Friday, July 4, 2008

The July 4th Report: Yeah, We're In a Recession

As the United States celebrates its 232nd birthday with parades, barbecues, baseball, fireworks and people like me exercising their right of free speech, it's time to look back on the first half of 2008.

Wars are still being fought in Iraq and Afghanistan, with no agreement on how to gracefully get out. Oh, and there's the small matter of capturing the man the government believes made all this necessary in the first place.

The presidential campaign has come down to two senators, a young African-American man from Illinois and an old soldier from Arizona. When they're not sniping over the quality of each other's patriotism, they have yet to convince voters of the substance behind the promises they made in order to get elected.

Gas prices are now over $4 a gallon, which is being blamed in part on oil speculators and rising demand in China and India.

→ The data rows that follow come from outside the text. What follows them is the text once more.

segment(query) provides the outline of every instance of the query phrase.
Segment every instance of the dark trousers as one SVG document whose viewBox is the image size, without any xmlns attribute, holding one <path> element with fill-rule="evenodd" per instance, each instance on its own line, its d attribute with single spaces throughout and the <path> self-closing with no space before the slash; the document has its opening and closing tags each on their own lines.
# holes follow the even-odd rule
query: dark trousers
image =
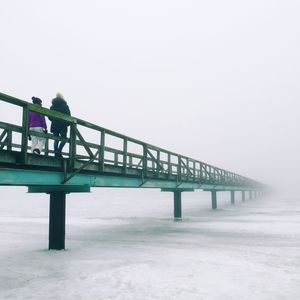
<svg viewBox="0 0 300 300">
<path fill-rule="evenodd" d="M 60 130 L 60 131 L 57 130 L 57 131 L 53 132 L 53 135 L 65 139 L 65 138 L 67 138 L 67 131 L 66 130 Z M 54 152 L 57 154 L 61 154 L 62 149 L 65 144 L 66 144 L 66 142 L 55 140 L 54 141 Z"/>
</svg>

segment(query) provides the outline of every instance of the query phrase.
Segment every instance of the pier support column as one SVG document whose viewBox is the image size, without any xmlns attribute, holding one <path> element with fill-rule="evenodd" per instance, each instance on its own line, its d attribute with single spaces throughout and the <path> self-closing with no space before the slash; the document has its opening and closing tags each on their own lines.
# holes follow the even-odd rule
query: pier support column
<svg viewBox="0 0 300 300">
<path fill-rule="evenodd" d="M 181 191 L 174 191 L 174 219 L 181 219 Z"/>
<path fill-rule="evenodd" d="M 181 211 L 181 193 L 182 192 L 193 192 L 194 189 L 189 188 L 163 188 L 162 192 L 172 192 L 174 196 L 174 220 L 181 220 L 182 211 Z"/>
<path fill-rule="evenodd" d="M 50 193 L 49 250 L 65 249 L 66 193 Z"/>
<path fill-rule="evenodd" d="M 249 199 L 252 199 L 252 191 L 249 191 Z"/>
<path fill-rule="evenodd" d="M 217 209 L 217 191 L 211 191 L 211 208 Z"/>
<path fill-rule="evenodd" d="M 46 193 L 50 195 L 49 209 L 49 250 L 65 249 L 66 194 L 89 193 L 88 185 L 33 185 L 28 193 Z"/>
<path fill-rule="evenodd" d="M 235 193 L 234 191 L 230 191 L 231 194 L 231 204 L 233 205 L 235 203 Z"/>
<path fill-rule="evenodd" d="M 242 201 L 245 202 L 245 200 L 246 200 L 245 191 L 242 191 Z"/>
<path fill-rule="evenodd" d="M 254 199 L 257 198 L 257 191 L 254 191 Z"/>
</svg>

Since oil is so integral to the nation's economy, an ingredient in almost everything we buy, the price of goods and services goes up. Plans are afoot to develop new energy sources that are more environmentally friendly, but nobody's come up with a better (and cheaper) alternative to oil.

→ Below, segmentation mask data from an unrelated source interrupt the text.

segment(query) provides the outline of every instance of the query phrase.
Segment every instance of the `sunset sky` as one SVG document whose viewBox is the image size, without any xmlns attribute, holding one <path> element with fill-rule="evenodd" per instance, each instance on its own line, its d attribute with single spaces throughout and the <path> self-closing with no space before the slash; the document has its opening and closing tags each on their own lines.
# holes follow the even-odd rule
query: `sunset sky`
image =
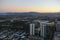
<svg viewBox="0 0 60 40">
<path fill-rule="evenodd" d="M 60 0 L 0 0 L 0 12 L 60 12 Z"/>
</svg>

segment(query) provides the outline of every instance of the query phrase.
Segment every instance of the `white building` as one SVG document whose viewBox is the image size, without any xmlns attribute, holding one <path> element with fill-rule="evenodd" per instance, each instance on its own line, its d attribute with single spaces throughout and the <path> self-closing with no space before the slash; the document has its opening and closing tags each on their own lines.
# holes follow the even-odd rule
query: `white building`
<svg viewBox="0 0 60 40">
<path fill-rule="evenodd" d="M 47 33 L 49 33 L 49 32 L 46 31 L 46 29 L 49 30 L 48 26 L 52 27 L 53 25 L 54 25 L 54 22 L 48 22 L 48 21 L 41 21 L 40 22 L 40 30 L 41 30 L 40 34 L 43 38 L 46 37 Z M 44 40 L 44 39 L 42 39 L 42 40 Z"/>
<path fill-rule="evenodd" d="M 35 24 L 30 24 L 30 35 L 34 35 L 35 34 Z"/>
<path fill-rule="evenodd" d="M 44 32 L 45 32 L 45 26 L 47 25 L 48 22 L 40 22 L 40 30 L 41 30 L 41 36 L 44 37 Z"/>
</svg>

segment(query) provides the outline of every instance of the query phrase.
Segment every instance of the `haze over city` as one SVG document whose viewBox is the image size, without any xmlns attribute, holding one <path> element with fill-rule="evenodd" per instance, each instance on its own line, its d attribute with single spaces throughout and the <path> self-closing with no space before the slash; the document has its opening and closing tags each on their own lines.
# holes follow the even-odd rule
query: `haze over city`
<svg viewBox="0 0 60 40">
<path fill-rule="evenodd" d="M 60 0 L 0 0 L 0 12 L 60 12 Z"/>
<path fill-rule="evenodd" d="M 60 0 L 0 0 L 0 40 L 60 40 Z"/>
</svg>

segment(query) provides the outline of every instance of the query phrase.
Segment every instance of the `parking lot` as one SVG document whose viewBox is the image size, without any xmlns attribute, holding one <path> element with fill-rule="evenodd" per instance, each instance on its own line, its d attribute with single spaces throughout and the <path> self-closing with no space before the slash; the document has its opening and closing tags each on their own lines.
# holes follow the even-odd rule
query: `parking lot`
<svg viewBox="0 0 60 40">
<path fill-rule="evenodd" d="M 25 34 L 22 30 L 1 29 L 0 40 L 26 40 Z"/>
</svg>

Foreclosures are another reason why the American economy is down. Never mind people who tried to pay for those McMansions they couldn't afford to live in. It's the people who can't find a place to live in, period.

The so-called "experts" disagree on whether or not we're in a recession. If you're unemployed, lose your house, and are trying to decide if paying for groceries is more important than filling up the tank, then yeah, we're in a recession.

The catastrophic flooding that recently hit the Midwest had us wondering: If a disaster occurs in a part of the country with no major cities, a mostly homogenous population that hasn't been scattered around, and no civil unrest that we know of, does it make a sound? We know two places: the grocery store and the convenience store, where corn prices just went through the roof.

So enjoy your hot dogs, ballgames and fireworks displays this weekend. Just remember how much you ended up spending on them to boost America's economy.